2021/09/27
今年の特定商取引法及び特定預託法の改正はかなり大規模なもので、消費者被害防止のための新ルールが導入されました。
金融商品取引業・適格機関投資家等特例業務には特定商取引法の適用はありません。
しかし、個人向け投資関連ビジネスのうち、売り切り投資ソフトウエア、分譲型太陽光パネル、社債及び合同会社社員権販売など、金融商品取引業に該当しない業態で業務を行っている事業者には特定商取引法の適用がありますので、特定商取引法の改正動向に注意を払う必要があります。
詳細は、政省令の発表を待つ必要がありますが、ひとまず関連事業者にとって、実務上重要な個所をピックアップします。
特定商取引法改正
特定商取引法の改正で注目されるのは、従来、書面で交付することが義務付けていた概要書面・契約書面に関して、消費者の同意がある場合には電磁的方法による交付が可能になった点です。
従来、非常に多くの事業者から、顧客との契約を電子化して、書面の交付をしないようにしたいとの相談を受けていましたが、訪問販売等の特定商取引法所定の販売形式の場合には、概要書面・契約書面の電子化は許されず、印刷した書面を交付する必要がありました。
消費者の承諾が要件ではありますが、今回の改正は顧客とのペーパーレスでの契約に道筋を開くものです。
あわせて、消費者側からのクーリングオフに関しても、電子メール等の電磁的方法で行うことが可能になりました。金融商品取引法に基づくクーリングオフも、令和3年金商法改正で、電磁的方法で行うことを可能とする制度改正がなされており、社会全体でのペーパーレス化に向け、各種制度の見直しが進んでいます。
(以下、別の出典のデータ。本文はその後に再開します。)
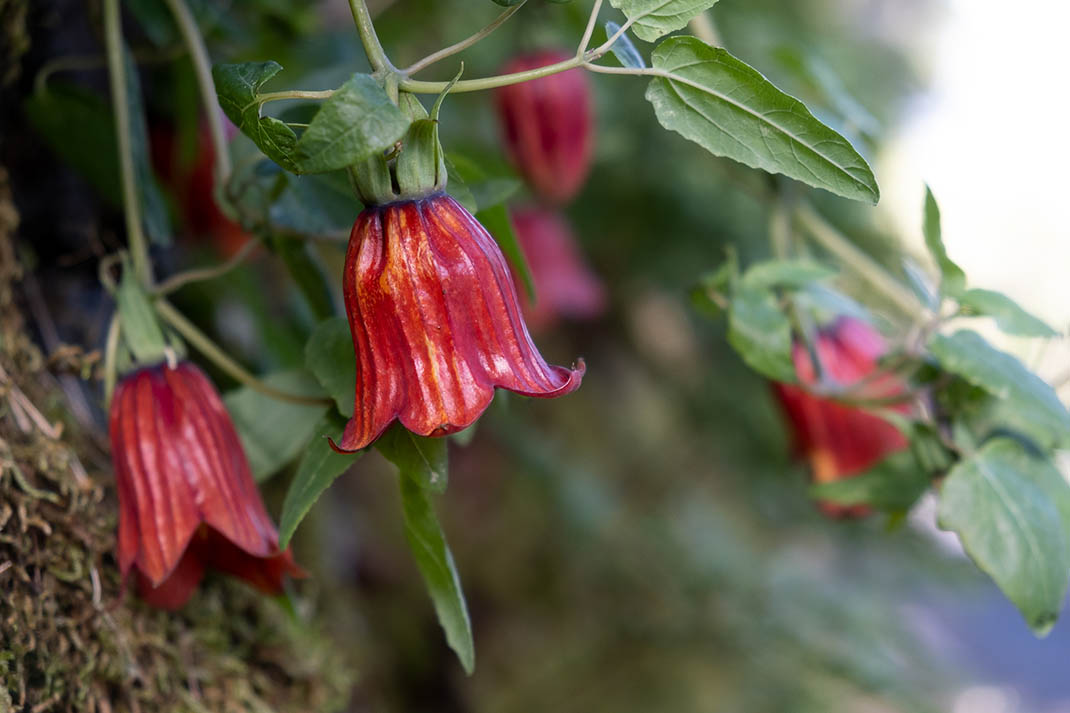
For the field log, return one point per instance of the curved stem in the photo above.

悪質な定期購入対策やいわゆる送り付け商法対策についても、今回の法改正でルール化されましたが、こちらは投資関連事業者にはあまり関係しなそうな規定です。
特定預託法改正
投資的なスキームの関係では、特定預託法改正により、いわゆる預託商法が原則として禁止になったことが注目されます。いままでは、金や和牛などの特定の商品に限られていた規制対象も、今回の改正で全ての物品等を対象とするようになり、いわゆる組み合わせ取引に関しては、預託が伴う場合には、特定預託法違反を構成する可能性を検討する必要が生じました。
物販の形式に仮託した実質的利殖スキームや実質的集団投資スキームに関しては、改正法施行後は原則としてこれを行うことができなくなると見るべきだと思います。
図表出典:消費者庁資料
改正法の施行日
改正法は、一部の規定(※)を除き、公布の日から起算して1年を超えない範囲内において、政令で定める日から施行されます。
※:一部規定の施行時期について
【1】売買契約に基づかないで送付された商品に係る改正規定(特定商取引法第59条及び第59条の2)は、令和3年7月6日に施行されました。
【2】契約書面等の交付に代えて、購入者等の承諾を得て、当該書面に記載すべき事項を電磁的方法により提供することができるものとすることに係る改正規定(特定商取引法第4条第2項及び第3項等/預託法第3条第3項及び第4項)等は、公布の日から起算して2年を超えない範囲内において、政令で定める日から施行されます。